The segment does have some definitions in terms of how large a brewer can be and still call itself a craft brewer, but it’s best to think of small, medium, and large. Large is naturally the Molson-Coors or InBev type of companies, small is your corner brewery or taproom that might be doing some canning, maybe up to 5-6 million barrels a year (tops) on the high end. The medium-sized breweries, and this is a bit of a gray area, might be considered regional, like L.A.’s Lagunitas was before expanding to Chicago and selling to Heineken. Currently, breweries like 3 Floyd’s and Stone occupy this semi-regional, semi-national medium-sized space. Bottom line, it’s a vague gradient from small to medium to large rather than three well-defined buckets.

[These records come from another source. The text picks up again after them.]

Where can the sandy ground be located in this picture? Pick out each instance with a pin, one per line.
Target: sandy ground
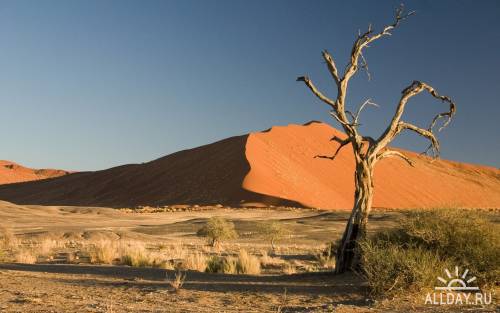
(99, 288)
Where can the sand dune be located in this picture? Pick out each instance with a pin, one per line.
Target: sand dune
(11, 172)
(274, 167)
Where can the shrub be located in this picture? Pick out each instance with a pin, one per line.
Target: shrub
(247, 263)
(217, 229)
(243, 264)
(391, 268)
(25, 255)
(273, 231)
(425, 243)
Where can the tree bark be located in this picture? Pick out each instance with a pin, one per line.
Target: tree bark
(346, 257)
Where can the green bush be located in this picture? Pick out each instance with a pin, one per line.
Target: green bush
(424, 244)
(244, 263)
(217, 229)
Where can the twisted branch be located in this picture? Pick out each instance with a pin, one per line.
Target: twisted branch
(343, 143)
(396, 125)
(394, 153)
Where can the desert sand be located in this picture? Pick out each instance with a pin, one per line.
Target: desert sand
(273, 167)
(55, 285)
(11, 172)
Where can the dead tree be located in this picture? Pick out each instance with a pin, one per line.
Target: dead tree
(367, 150)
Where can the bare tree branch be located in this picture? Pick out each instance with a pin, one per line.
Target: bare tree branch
(396, 125)
(316, 92)
(367, 102)
(331, 66)
(368, 37)
(394, 153)
(343, 143)
(424, 133)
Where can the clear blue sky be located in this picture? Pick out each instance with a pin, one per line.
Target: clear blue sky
(86, 85)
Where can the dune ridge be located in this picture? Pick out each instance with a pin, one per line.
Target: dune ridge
(11, 172)
(273, 167)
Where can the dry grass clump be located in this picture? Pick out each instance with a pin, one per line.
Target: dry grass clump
(135, 254)
(267, 260)
(217, 229)
(47, 245)
(26, 255)
(178, 281)
(7, 238)
(273, 231)
(326, 258)
(104, 251)
(289, 269)
(411, 256)
(195, 261)
(132, 253)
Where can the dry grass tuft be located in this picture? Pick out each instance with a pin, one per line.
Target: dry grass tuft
(247, 263)
(7, 238)
(267, 260)
(26, 255)
(195, 261)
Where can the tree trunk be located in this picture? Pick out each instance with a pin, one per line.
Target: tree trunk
(346, 257)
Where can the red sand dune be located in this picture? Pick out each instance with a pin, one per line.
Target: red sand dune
(11, 172)
(274, 167)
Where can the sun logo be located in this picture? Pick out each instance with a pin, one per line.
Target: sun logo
(456, 282)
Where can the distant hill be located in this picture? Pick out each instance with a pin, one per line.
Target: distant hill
(11, 172)
(273, 167)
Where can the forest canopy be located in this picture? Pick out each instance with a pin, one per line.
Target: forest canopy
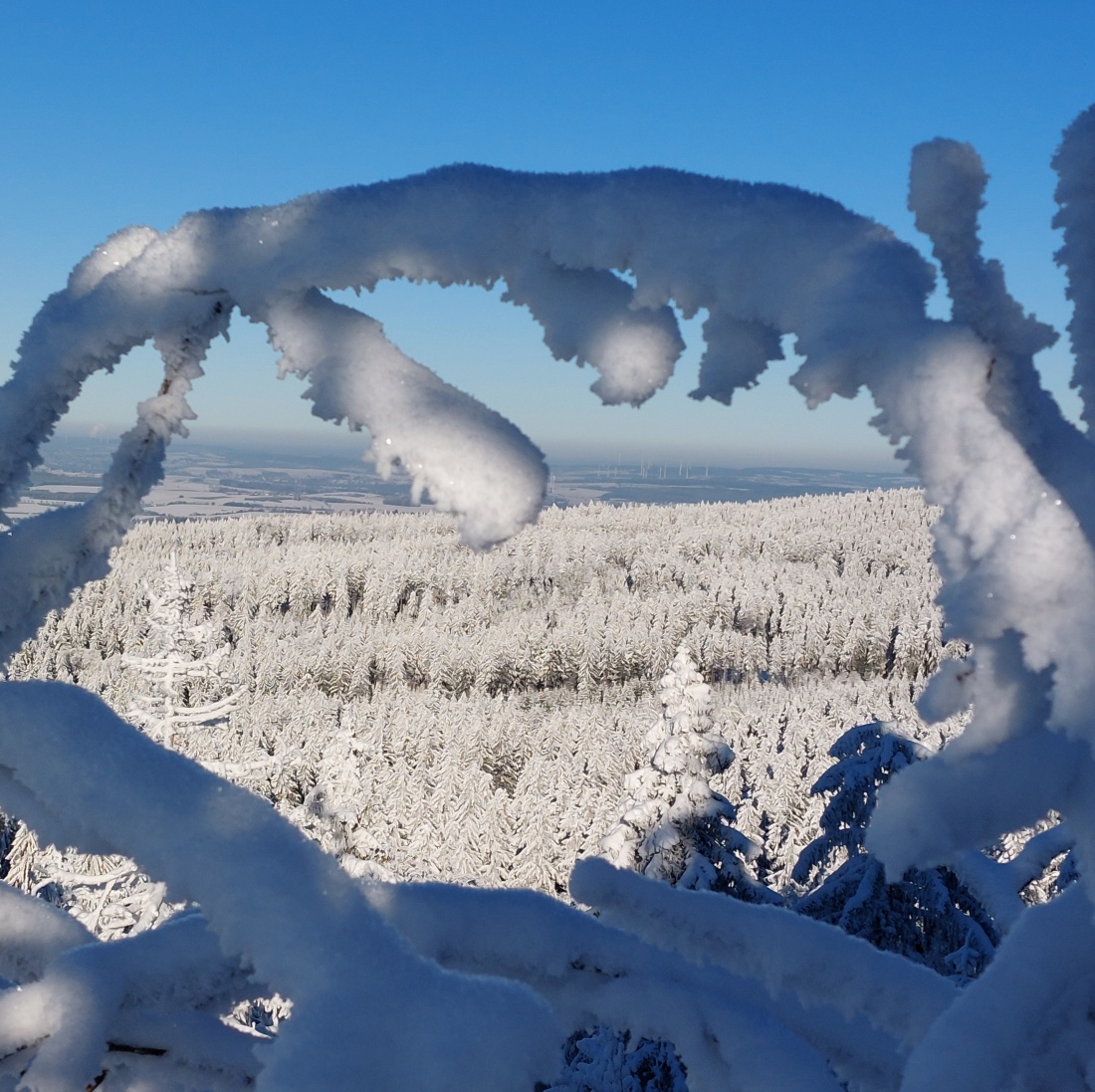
(477, 989)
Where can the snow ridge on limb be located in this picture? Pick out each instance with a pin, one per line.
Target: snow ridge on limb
(814, 962)
(1074, 163)
(470, 459)
(275, 902)
(1036, 999)
(946, 188)
(593, 974)
(46, 557)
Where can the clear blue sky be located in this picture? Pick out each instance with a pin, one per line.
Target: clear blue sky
(121, 111)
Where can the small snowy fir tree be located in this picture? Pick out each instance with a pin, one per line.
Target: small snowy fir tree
(604, 1060)
(675, 826)
(929, 916)
(181, 656)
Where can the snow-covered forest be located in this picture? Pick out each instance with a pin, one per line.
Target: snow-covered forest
(922, 920)
(471, 717)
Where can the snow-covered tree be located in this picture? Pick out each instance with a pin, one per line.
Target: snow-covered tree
(927, 915)
(715, 976)
(179, 655)
(674, 826)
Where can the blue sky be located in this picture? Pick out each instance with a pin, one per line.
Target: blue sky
(121, 111)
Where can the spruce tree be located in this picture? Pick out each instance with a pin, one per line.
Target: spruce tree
(674, 825)
(181, 656)
(928, 916)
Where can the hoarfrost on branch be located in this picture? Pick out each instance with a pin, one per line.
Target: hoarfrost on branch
(485, 1006)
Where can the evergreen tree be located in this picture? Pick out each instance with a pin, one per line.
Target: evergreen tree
(604, 1060)
(675, 826)
(181, 656)
(928, 916)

But three things do seem clear: The small brewery is where the growth is, that growth is slowing from its 2014-2017 expansion boom to a more modest but manageable growth curve, and those small breweries are pecking away—death by a thousand cuts, each a fraction of market share—at the medium sized breweries, who are being acquired by the big boys.

“Every revolution eats its own,” quipped Brian Sudano, Managing Partner, Beverage Marketing Corp., in our Craft Brew supplement. “Local brews are beating the national ones at their own game.”

It seems to be that the first movers’ advantage for established, decade to two decade-old craft brewsers, those reaching medium size, has dried up. Years of optimizing for volume throughput, much of it in the pre-servo age, has in some cases automated out small-batch flexibility and agility. I’d expect this next generation of Industry 4.0-ready fillers, capable of batch-size one and personalization, might have something to say about this, but such technology comes at a cost that may be prohibitive depending on the brewery. Maybe that’s why many national crafts are finding refuge in selling to Molson-Coors and hoping for the best. Maybe it’s a good way to save the brand for the vanguard of craft brewers born around the late ’90s facing the onslaught of taprooms and micro-breweries.

“High-end is where the growth is occurring… period.” That’s what Bart Watson, chief economist at the Brewers Association, told the CBC crowd. His data bears him out. While the entire beer category as a whole is down 1%, craft brew is up 4%. It’s a modest growth compared to the halcyon days of 2017, when it experienced 18% growth, but 4% feels manageable, feels tenable. In 2018, craft beer (as defined by the association) represented 13% of beer volume output, but netted 24% of dollar share, placing the segment squarely on the high-end, high-margin portion of the continuum.

While these aren’t necessarily profit centers, the second generation of craft brewer is making its own shift from hobbyist equipment to real production equipment. The advent of cans and canning over bottles and bottling are at the center of this; requirements for more shelf-life push for reduced oxygen pickup automation on fillers and seamers. New equipment at the Craft Brew Conference reflected a pivot by some OEMs to fill the existing gap between the speed and volume fillers and seamers capable of running more than 300 cans/min, and what some might consider borderline hobbyist brewing kits, maxing out in the 40 cans/min range. It’s here, in this roughly 100-150 can/min speed range, that we’re finding potential growth for equipment sales, with focus on flexibility and quick changeovers instead of 20-barrel production runs.

Another resulting trend, as referenced on page 10, is can-labeling, even labeling over printed cans. One brewery in Minneapolis, as reported in our supplement, designed its 16-oz printed cans to easily carry labels. The can’s neck displays general company logos and branding appropriate for all of its beers, while information about the type of beer is kept strictly to areas easily covered by a PSL. Shrink sleeve materials have also come a long way, and now even aim to provide a pleasurable tactile experience. Any way you look at it, it’s a brave new world for beer, and packaging is at the forefront.